According to the National Construction Code, a 6-star energy efficiency rating is the minimum requirement for all new residential homes in Australia. Because of this, homeowners and building designers must plan strategically to ensure that a new home is as energy efficient as possible.
This rating is given by the Nationwide House Energy Rating Scheme (NatHERS). It uses a scale of 0-10 and reflects the amount of energy a property uses for heating and cooling purposes. A household with a low rating will have to use their A/C unit frequently to go through heating and cooling cycles. On the other hand, a home with a 10-star rating can theoretically regulate temperature with little to no use of air conditioning. Essentially, the less energy a home uses, the higher the rating.
So, how do you achieve a 6-star rating? How is energy efficiency assessed? To help you answer these questions, we’re going to have an in-depth look at what 6-star energy rating entails. We will discuss the assessment process as well as the factors you need to consider.
How is it assessed?
A home’s energy efficiency can be evaluated by one of NatHERS’ Accredited Assessors. These energy assessors are professionally trained to conduct quality inspections and follow the Assessor Code of Practice. To ensure that your home passes the 6-star minimum, it is recommended that you consult an Accredited Assessor in the early stages of your home’s planning and construction.
There are plenty of variables that go into your home’s energy efficiency. Therefore, NatHERS Accredited Assessors will have to assess various aspects of your home including:
- Materials and construction: Assessors will be checking the type of insulation that you have as well as the placement and size of your vents and ceiling fans. They will also check if you have insulated glass units (IGUs).

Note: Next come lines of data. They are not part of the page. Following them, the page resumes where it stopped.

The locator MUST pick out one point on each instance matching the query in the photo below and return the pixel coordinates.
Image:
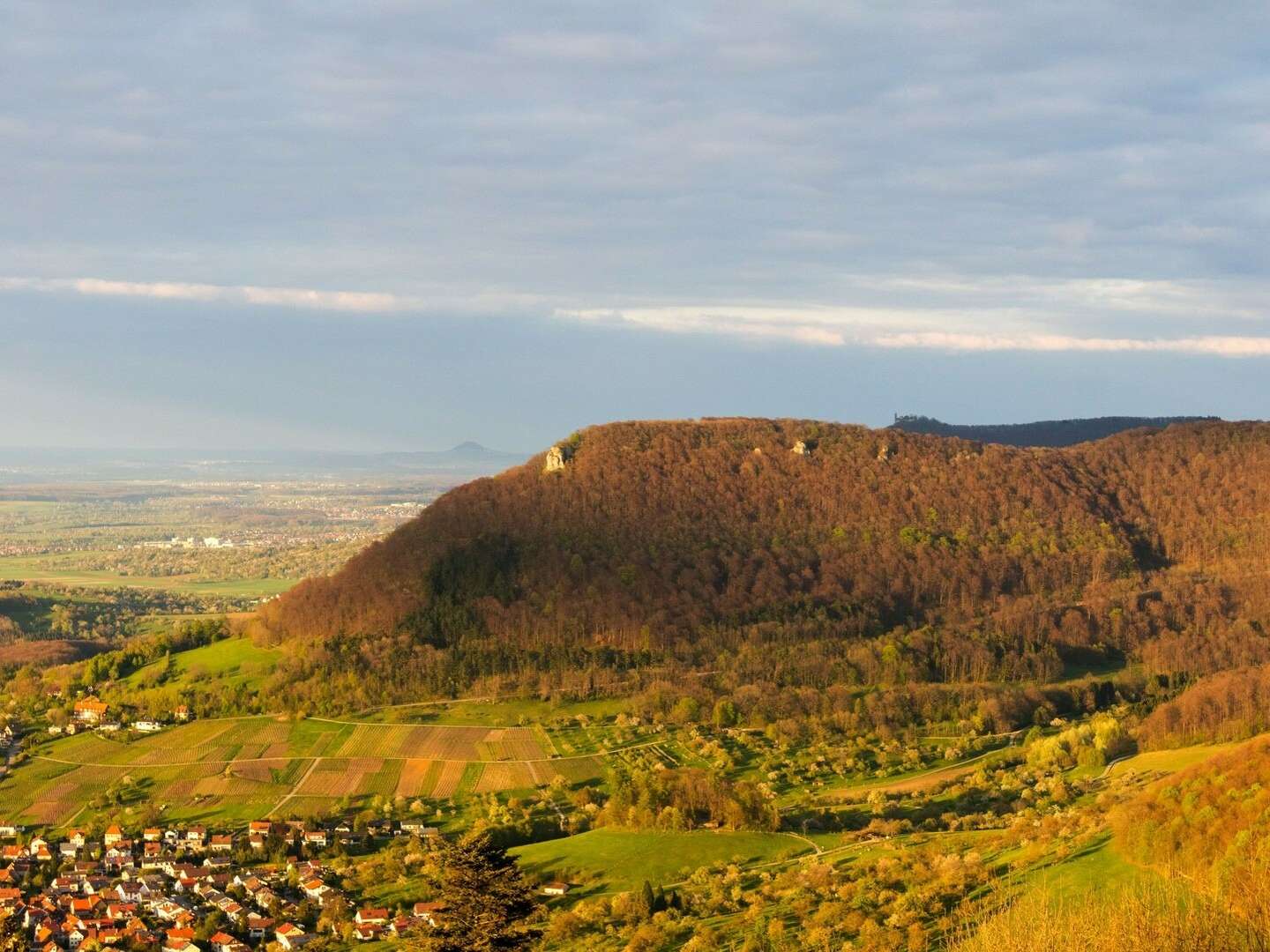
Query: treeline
(1042, 433)
(684, 799)
(1208, 824)
(871, 557)
(1226, 706)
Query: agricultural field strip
(135, 764)
(897, 784)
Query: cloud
(310, 299)
(1056, 343)
(299, 299)
(943, 314)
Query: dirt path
(292, 791)
(908, 785)
(609, 752)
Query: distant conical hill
(669, 542)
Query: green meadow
(614, 859)
(46, 569)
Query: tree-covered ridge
(1208, 824)
(1042, 433)
(870, 557)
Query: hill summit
(804, 548)
(1042, 433)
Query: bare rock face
(556, 460)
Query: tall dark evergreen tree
(487, 900)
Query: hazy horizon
(407, 225)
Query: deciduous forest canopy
(790, 554)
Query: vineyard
(235, 770)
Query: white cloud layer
(941, 314)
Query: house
(224, 942)
(221, 843)
(90, 711)
(429, 911)
(291, 936)
(258, 926)
(318, 891)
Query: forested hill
(1044, 433)
(794, 551)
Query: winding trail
(292, 791)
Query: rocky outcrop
(556, 460)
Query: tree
(487, 899)
(11, 938)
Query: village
(195, 890)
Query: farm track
(611, 752)
(297, 786)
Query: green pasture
(45, 569)
(615, 861)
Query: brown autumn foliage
(1208, 824)
(1224, 706)
(878, 557)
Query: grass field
(233, 660)
(236, 770)
(1169, 761)
(615, 861)
(37, 569)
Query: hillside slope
(945, 559)
(1042, 433)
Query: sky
(400, 225)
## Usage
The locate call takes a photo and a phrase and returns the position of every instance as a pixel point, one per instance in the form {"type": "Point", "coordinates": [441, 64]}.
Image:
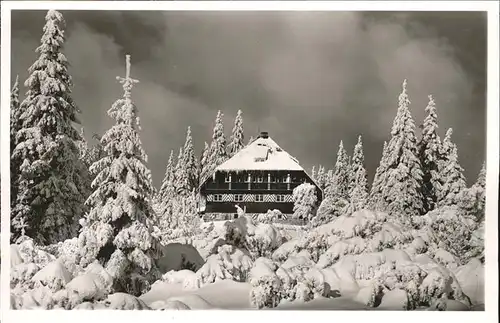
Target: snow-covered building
{"type": "Point", "coordinates": [260, 177]}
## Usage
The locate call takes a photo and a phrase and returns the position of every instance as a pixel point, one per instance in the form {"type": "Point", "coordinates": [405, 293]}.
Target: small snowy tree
{"type": "Point", "coordinates": [15, 163]}
{"type": "Point", "coordinates": [218, 149]}
{"type": "Point", "coordinates": [217, 153]}
{"type": "Point", "coordinates": [473, 201]}
{"type": "Point", "coordinates": [167, 189]}
{"type": "Point", "coordinates": [313, 174]}
{"type": "Point", "coordinates": [339, 187]}
{"type": "Point", "coordinates": [117, 230]}
{"type": "Point", "coordinates": [304, 198]}
{"type": "Point", "coordinates": [204, 163]}
{"type": "Point", "coordinates": [237, 136]}
{"type": "Point", "coordinates": [181, 179]}
{"type": "Point", "coordinates": [190, 165]}
{"type": "Point", "coordinates": [358, 187]}
{"type": "Point", "coordinates": [321, 178]}
{"type": "Point", "coordinates": [376, 201]}
{"type": "Point", "coordinates": [430, 157]}
{"type": "Point", "coordinates": [49, 195]}
{"type": "Point", "coordinates": [401, 185]}
{"type": "Point", "coordinates": [453, 181]}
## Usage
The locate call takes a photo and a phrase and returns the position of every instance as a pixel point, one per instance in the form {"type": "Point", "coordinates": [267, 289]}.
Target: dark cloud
{"type": "Point", "coordinates": [310, 79]}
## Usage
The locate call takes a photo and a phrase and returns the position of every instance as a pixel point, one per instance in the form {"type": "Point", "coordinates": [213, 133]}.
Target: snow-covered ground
{"type": "Point", "coordinates": [357, 262]}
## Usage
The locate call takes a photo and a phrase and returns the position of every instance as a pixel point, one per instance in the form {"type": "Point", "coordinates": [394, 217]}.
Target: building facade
{"type": "Point", "coordinates": [258, 178]}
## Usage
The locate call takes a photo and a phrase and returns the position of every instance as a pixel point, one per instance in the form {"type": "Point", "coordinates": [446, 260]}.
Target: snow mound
{"type": "Point", "coordinates": [471, 279]}
{"type": "Point", "coordinates": [123, 301]}
{"type": "Point", "coordinates": [87, 287]}
{"type": "Point", "coordinates": [31, 253]}
{"type": "Point", "coordinates": [229, 263]}
{"type": "Point", "coordinates": [176, 256]}
{"type": "Point", "coordinates": [191, 301]}
{"type": "Point", "coordinates": [186, 278]}
{"type": "Point", "coordinates": [169, 305]}
{"type": "Point", "coordinates": [15, 256]}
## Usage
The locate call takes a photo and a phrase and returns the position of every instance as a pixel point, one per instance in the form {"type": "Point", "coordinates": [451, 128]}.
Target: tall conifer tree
{"type": "Point", "coordinates": [401, 184]}
{"type": "Point", "coordinates": [430, 157]}
{"type": "Point", "coordinates": [237, 136]}
{"type": "Point", "coordinates": [118, 229]}
{"type": "Point", "coordinates": [48, 194]}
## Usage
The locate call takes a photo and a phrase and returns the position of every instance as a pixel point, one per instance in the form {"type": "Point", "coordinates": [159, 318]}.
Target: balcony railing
{"type": "Point", "coordinates": [253, 186]}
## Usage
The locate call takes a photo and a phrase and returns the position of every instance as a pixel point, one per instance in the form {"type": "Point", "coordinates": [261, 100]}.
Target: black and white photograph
{"type": "Point", "coordinates": [329, 160]}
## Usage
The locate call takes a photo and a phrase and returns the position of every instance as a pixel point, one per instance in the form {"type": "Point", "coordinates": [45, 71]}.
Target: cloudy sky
{"type": "Point", "coordinates": [309, 79]}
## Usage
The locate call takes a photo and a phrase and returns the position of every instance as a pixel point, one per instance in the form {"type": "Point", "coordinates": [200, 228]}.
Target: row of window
{"type": "Point", "coordinates": [258, 179]}
{"type": "Point", "coordinates": [239, 198]}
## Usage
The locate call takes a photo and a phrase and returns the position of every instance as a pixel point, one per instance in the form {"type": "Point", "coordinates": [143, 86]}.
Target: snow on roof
{"type": "Point", "coordinates": [261, 154]}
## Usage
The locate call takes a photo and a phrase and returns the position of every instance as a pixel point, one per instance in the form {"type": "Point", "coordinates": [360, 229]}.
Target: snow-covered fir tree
{"type": "Point", "coordinates": [190, 164]}
{"type": "Point", "coordinates": [313, 174]}
{"type": "Point", "coordinates": [87, 158]}
{"type": "Point", "coordinates": [430, 157]}
{"type": "Point", "coordinates": [167, 189]}
{"type": "Point", "coordinates": [48, 196]}
{"type": "Point", "coordinates": [358, 187]}
{"type": "Point", "coordinates": [181, 176]}
{"type": "Point", "coordinates": [401, 184]}
{"type": "Point", "coordinates": [375, 200]}
{"type": "Point", "coordinates": [453, 183]}
{"type": "Point", "coordinates": [15, 113]}
{"type": "Point", "coordinates": [304, 198]}
{"type": "Point", "coordinates": [473, 200]}
{"type": "Point", "coordinates": [339, 187]}
{"type": "Point", "coordinates": [237, 136]}
{"type": "Point", "coordinates": [118, 229]}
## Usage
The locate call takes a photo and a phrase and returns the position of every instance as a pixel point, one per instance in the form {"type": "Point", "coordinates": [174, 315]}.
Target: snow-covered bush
{"type": "Point", "coordinates": [330, 208]}
{"type": "Point", "coordinates": [176, 256]}
{"type": "Point", "coordinates": [123, 301]}
{"type": "Point", "coordinates": [32, 253]}
{"type": "Point", "coordinates": [266, 285]}
{"type": "Point", "coordinates": [471, 280]}
{"type": "Point", "coordinates": [304, 199]}
{"type": "Point", "coordinates": [230, 262]}
{"type": "Point", "coordinates": [448, 229]}
{"type": "Point", "coordinates": [270, 217]}
{"type": "Point", "coordinates": [258, 238]}
{"type": "Point", "coordinates": [53, 276]}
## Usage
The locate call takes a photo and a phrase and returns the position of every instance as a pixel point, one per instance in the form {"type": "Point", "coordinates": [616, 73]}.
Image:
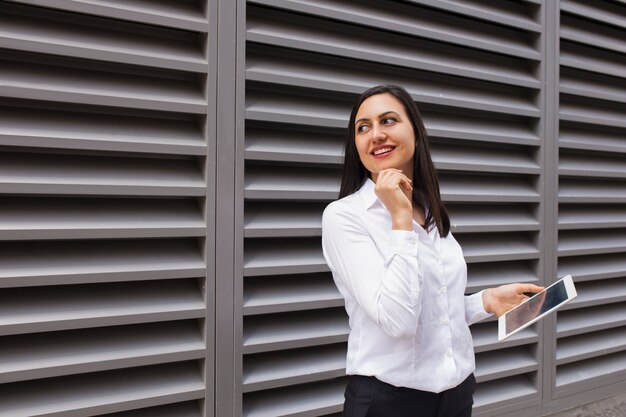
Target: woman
{"type": "Point", "coordinates": [388, 244]}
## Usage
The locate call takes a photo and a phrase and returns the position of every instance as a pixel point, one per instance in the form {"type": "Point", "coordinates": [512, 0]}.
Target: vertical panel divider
{"type": "Point", "coordinates": [210, 134]}
{"type": "Point", "coordinates": [230, 112]}
{"type": "Point", "coordinates": [550, 186]}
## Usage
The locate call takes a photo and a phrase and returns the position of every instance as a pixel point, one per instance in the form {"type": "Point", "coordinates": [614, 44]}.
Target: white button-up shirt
{"type": "Point", "coordinates": [404, 294]}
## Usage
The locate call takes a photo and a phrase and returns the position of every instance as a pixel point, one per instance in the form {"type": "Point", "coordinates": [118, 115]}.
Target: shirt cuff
{"type": "Point", "coordinates": [475, 309]}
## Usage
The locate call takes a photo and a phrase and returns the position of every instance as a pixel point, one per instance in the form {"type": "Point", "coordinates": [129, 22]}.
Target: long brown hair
{"type": "Point", "coordinates": [425, 181]}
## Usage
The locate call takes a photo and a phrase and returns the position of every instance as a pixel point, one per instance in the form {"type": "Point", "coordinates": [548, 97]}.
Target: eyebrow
{"type": "Point", "coordinates": [379, 116]}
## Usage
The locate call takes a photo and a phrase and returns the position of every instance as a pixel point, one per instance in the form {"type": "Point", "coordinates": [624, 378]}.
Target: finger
{"type": "Point", "coordinates": [532, 288]}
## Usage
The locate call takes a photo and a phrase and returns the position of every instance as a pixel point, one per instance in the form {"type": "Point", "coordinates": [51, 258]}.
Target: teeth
{"type": "Point", "coordinates": [383, 150]}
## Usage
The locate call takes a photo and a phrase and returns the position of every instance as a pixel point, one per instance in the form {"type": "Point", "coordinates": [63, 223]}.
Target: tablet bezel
{"type": "Point", "coordinates": [571, 294]}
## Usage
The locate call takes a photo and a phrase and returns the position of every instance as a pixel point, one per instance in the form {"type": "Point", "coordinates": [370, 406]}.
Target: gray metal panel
{"type": "Point", "coordinates": [590, 342]}
{"type": "Point", "coordinates": [478, 87]}
{"type": "Point", "coordinates": [104, 206]}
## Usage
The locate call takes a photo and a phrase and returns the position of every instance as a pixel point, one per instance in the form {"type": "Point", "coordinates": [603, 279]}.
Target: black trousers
{"type": "Point", "coordinates": [367, 396]}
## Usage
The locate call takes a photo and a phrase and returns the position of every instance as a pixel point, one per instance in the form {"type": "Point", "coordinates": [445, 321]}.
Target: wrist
{"type": "Point", "coordinates": [402, 222]}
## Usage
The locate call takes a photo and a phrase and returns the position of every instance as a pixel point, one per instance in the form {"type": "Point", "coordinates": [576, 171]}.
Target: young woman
{"type": "Point", "coordinates": [388, 244]}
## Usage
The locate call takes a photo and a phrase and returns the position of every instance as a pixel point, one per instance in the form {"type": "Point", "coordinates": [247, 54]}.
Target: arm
{"type": "Point", "coordinates": [387, 289]}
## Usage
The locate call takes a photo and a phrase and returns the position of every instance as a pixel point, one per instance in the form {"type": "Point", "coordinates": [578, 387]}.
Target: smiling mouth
{"type": "Point", "coordinates": [382, 151]}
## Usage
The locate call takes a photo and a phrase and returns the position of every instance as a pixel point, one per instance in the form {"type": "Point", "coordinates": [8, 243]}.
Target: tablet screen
{"type": "Point", "coordinates": [535, 306]}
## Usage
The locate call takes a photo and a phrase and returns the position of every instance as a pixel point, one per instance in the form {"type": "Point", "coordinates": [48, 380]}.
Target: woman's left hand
{"type": "Point", "coordinates": [501, 299]}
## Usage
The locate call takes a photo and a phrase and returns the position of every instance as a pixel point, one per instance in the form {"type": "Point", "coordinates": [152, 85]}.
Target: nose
{"type": "Point", "coordinates": [378, 133]}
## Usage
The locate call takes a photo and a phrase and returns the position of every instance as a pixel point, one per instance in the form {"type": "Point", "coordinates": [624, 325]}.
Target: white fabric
{"type": "Point", "coordinates": [404, 294]}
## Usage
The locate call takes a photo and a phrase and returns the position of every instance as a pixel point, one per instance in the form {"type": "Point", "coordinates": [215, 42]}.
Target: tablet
{"type": "Point", "coordinates": [536, 307]}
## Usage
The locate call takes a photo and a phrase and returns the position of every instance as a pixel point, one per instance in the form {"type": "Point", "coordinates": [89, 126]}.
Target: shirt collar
{"type": "Point", "coordinates": [367, 194]}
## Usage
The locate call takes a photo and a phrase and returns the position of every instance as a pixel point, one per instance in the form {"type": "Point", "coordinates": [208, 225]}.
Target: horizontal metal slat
{"type": "Point", "coordinates": [587, 320]}
{"type": "Point", "coordinates": [598, 293]}
{"type": "Point", "coordinates": [592, 111]}
{"type": "Point", "coordinates": [41, 30]}
{"type": "Point", "coordinates": [595, 267]}
{"type": "Point", "coordinates": [586, 346]}
{"type": "Point", "coordinates": [591, 85]}
{"type": "Point", "coordinates": [106, 392]}
{"type": "Point", "coordinates": [595, 34]}
{"type": "Point", "coordinates": [22, 173]}
{"type": "Point", "coordinates": [272, 370]}
{"type": "Point", "coordinates": [268, 220]}
{"type": "Point", "coordinates": [43, 309]}
{"type": "Point", "coordinates": [604, 12]}
{"type": "Point", "coordinates": [46, 355]}
{"type": "Point", "coordinates": [589, 242]}
{"type": "Point", "coordinates": [316, 399]}
{"type": "Point", "coordinates": [294, 146]}
{"type": "Point", "coordinates": [294, 330]}
{"type": "Point", "coordinates": [581, 190]}
{"type": "Point", "coordinates": [34, 81]}
{"type": "Point", "coordinates": [283, 256]}
{"type": "Point", "coordinates": [600, 368]}
{"type": "Point", "coordinates": [517, 15]}
{"type": "Point", "coordinates": [588, 58]}
{"type": "Point", "coordinates": [505, 364]}
{"type": "Point", "coordinates": [274, 106]}
{"type": "Point", "coordinates": [183, 15]}
{"type": "Point", "coordinates": [57, 218]}
{"type": "Point", "coordinates": [24, 264]}
{"type": "Point", "coordinates": [466, 218]}
{"type": "Point", "coordinates": [291, 183]}
{"type": "Point", "coordinates": [592, 165]}
{"type": "Point", "coordinates": [591, 216]}
{"type": "Point", "coordinates": [493, 274]}
{"type": "Point", "coordinates": [515, 388]}
{"type": "Point", "coordinates": [497, 247]}
{"type": "Point", "coordinates": [181, 409]}
{"type": "Point", "coordinates": [290, 293]}
{"type": "Point", "coordinates": [472, 126]}
{"type": "Point", "coordinates": [460, 157]}
{"type": "Point", "coordinates": [47, 128]}
{"type": "Point", "coordinates": [577, 136]}
{"type": "Point", "coordinates": [288, 30]}
{"type": "Point", "coordinates": [418, 21]}
{"type": "Point", "coordinates": [287, 68]}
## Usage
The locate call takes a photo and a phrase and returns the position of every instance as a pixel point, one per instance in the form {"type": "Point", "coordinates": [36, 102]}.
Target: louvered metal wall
{"type": "Point", "coordinates": [476, 70]}
{"type": "Point", "coordinates": [104, 208]}
{"type": "Point", "coordinates": [591, 345]}
{"type": "Point", "coordinates": [122, 143]}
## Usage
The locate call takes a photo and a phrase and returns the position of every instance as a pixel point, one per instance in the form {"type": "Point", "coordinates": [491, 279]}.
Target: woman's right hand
{"type": "Point", "coordinates": [394, 190]}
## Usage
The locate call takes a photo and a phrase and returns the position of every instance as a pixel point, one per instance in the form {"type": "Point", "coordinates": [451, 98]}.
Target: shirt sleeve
{"type": "Point", "coordinates": [475, 309]}
{"type": "Point", "coordinates": [387, 289]}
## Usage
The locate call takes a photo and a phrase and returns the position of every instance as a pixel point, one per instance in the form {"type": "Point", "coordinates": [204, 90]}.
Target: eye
{"type": "Point", "coordinates": [362, 128]}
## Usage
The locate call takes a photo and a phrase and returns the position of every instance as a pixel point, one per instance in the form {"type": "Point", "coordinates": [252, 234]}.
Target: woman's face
{"type": "Point", "coordinates": [384, 135]}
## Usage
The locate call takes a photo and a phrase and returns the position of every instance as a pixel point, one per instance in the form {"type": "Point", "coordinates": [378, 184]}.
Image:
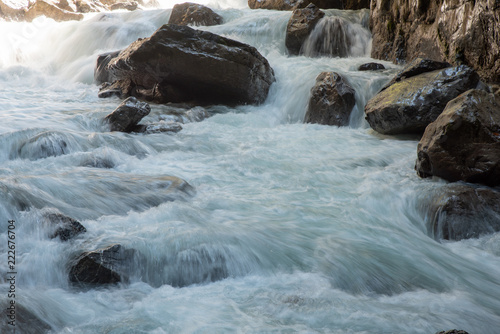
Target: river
{"type": "Point", "coordinates": [318, 229]}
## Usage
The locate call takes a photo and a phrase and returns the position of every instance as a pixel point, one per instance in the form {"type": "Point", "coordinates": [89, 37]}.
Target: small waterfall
{"type": "Point", "coordinates": [336, 36]}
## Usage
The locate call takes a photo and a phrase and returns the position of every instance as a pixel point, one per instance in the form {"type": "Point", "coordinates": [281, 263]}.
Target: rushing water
{"type": "Point", "coordinates": [318, 229]}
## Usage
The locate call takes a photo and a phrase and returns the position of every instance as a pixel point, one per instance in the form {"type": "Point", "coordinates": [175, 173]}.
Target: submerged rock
{"type": "Point", "coordinates": [464, 141]}
{"type": "Point", "coordinates": [64, 227]}
{"type": "Point", "coordinates": [190, 13]}
{"type": "Point", "coordinates": [101, 75]}
{"type": "Point", "coordinates": [109, 265]}
{"type": "Point", "coordinates": [409, 105]}
{"type": "Point", "coordinates": [180, 64]}
{"type": "Point", "coordinates": [126, 116]}
{"type": "Point", "coordinates": [371, 67]}
{"type": "Point", "coordinates": [300, 25]}
{"type": "Point", "coordinates": [332, 100]}
{"type": "Point", "coordinates": [416, 67]}
{"type": "Point", "coordinates": [461, 212]}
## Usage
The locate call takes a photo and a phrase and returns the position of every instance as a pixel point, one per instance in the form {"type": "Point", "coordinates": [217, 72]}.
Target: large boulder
{"type": "Point", "coordinates": [415, 67]}
{"type": "Point", "coordinates": [409, 105]}
{"type": "Point", "coordinates": [50, 10]}
{"type": "Point", "coordinates": [127, 115]}
{"type": "Point", "coordinates": [464, 141]}
{"type": "Point", "coordinates": [294, 4]}
{"type": "Point", "coordinates": [110, 265]}
{"type": "Point", "coordinates": [457, 31]}
{"type": "Point", "coordinates": [300, 25]}
{"type": "Point", "coordinates": [461, 212]}
{"type": "Point", "coordinates": [190, 13]}
{"type": "Point", "coordinates": [180, 64]}
{"type": "Point", "coordinates": [331, 101]}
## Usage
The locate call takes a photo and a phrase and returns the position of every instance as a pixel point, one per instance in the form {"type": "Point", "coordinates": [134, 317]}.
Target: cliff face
{"type": "Point", "coordinates": [457, 31]}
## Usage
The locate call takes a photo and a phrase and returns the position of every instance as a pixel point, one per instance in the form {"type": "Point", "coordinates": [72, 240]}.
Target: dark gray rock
{"type": "Point", "coordinates": [190, 13]}
{"type": "Point", "coordinates": [300, 25]}
{"type": "Point", "coordinates": [409, 105]}
{"type": "Point", "coordinates": [126, 116]}
{"type": "Point", "coordinates": [100, 73]}
{"type": "Point", "coordinates": [461, 212]}
{"type": "Point", "coordinates": [371, 67]}
{"type": "Point", "coordinates": [331, 101]}
{"type": "Point", "coordinates": [180, 64]}
{"type": "Point", "coordinates": [64, 227]}
{"type": "Point", "coordinates": [110, 265]}
{"type": "Point", "coordinates": [464, 141]}
{"type": "Point", "coordinates": [416, 67]}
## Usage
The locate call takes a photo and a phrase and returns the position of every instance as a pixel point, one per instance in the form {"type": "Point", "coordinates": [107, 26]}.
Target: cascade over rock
{"type": "Point", "coordinates": [126, 116]}
{"type": "Point", "coordinates": [331, 102]}
{"type": "Point", "coordinates": [456, 31]}
{"type": "Point", "coordinates": [415, 67]}
{"type": "Point", "coordinates": [190, 13]}
{"type": "Point", "coordinates": [180, 64]}
{"type": "Point", "coordinates": [463, 144]}
{"type": "Point", "coordinates": [409, 105]}
{"type": "Point", "coordinates": [461, 212]}
{"type": "Point", "coordinates": [300, 25]}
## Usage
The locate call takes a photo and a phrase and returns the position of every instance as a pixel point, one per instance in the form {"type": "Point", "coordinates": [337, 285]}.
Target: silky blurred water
{"type": "Point", "coordinates": [312, 229]}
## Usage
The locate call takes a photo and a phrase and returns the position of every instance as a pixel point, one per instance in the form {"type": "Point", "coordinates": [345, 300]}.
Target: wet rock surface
{"type": "Point", "coordinates": [409, 105]}
{"type": "Point", "coordinates": [180, 64]}
{"type": "Point", "coordinates": [110, 265]}
{"type": "Point", "coordinates": [331, 101]}
{"type": "Point", "coordinates": [455, 31]}
{"type": "Point", "coordinates": [460, 211]}
{"type": "Point", "coordinates": [127, 115]}
{"type": "Point", "coordinates": [64, 227]}
{"type": "Point", "coordinates": [464, 141]}
{"type": "Point", "coordinates": [190, 13]}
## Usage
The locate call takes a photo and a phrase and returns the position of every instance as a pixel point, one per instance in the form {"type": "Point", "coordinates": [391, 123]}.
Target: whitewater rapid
{"type": "Point", "coordinates": [320, 229]}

- Geographical location: Homes in Tasmania will typically endure much colder temperatures than homes in NT. Because of this, a 6-star rated home in Darwin may not be as energy efficient in Hobart.
- Orientation: Generally speaking, homes that are north or north-east facing are considered to be more energy efficient as they get a lot of radiant heat throughout the afternoon.
Now that you know what will be assessed, here are five tips to help you plan for an energy efficient home. Though most of these tips are simple enough, we recommended working with an energy consultant for the best results.
- Consider the size of your home
The energy efficient features that work in a standard-sized home might not be as effective in a larger home. This is because the bigger your home is, the more energy it will take to heat it up and cool it down. It will also require more insulation materials and more IGUs. If you want to achieve a high-efficiency rating on a large property, it will likely cost more money.
So, when deciding on the size of your home, think if you’ll be able to manage its heating and cooling requirements.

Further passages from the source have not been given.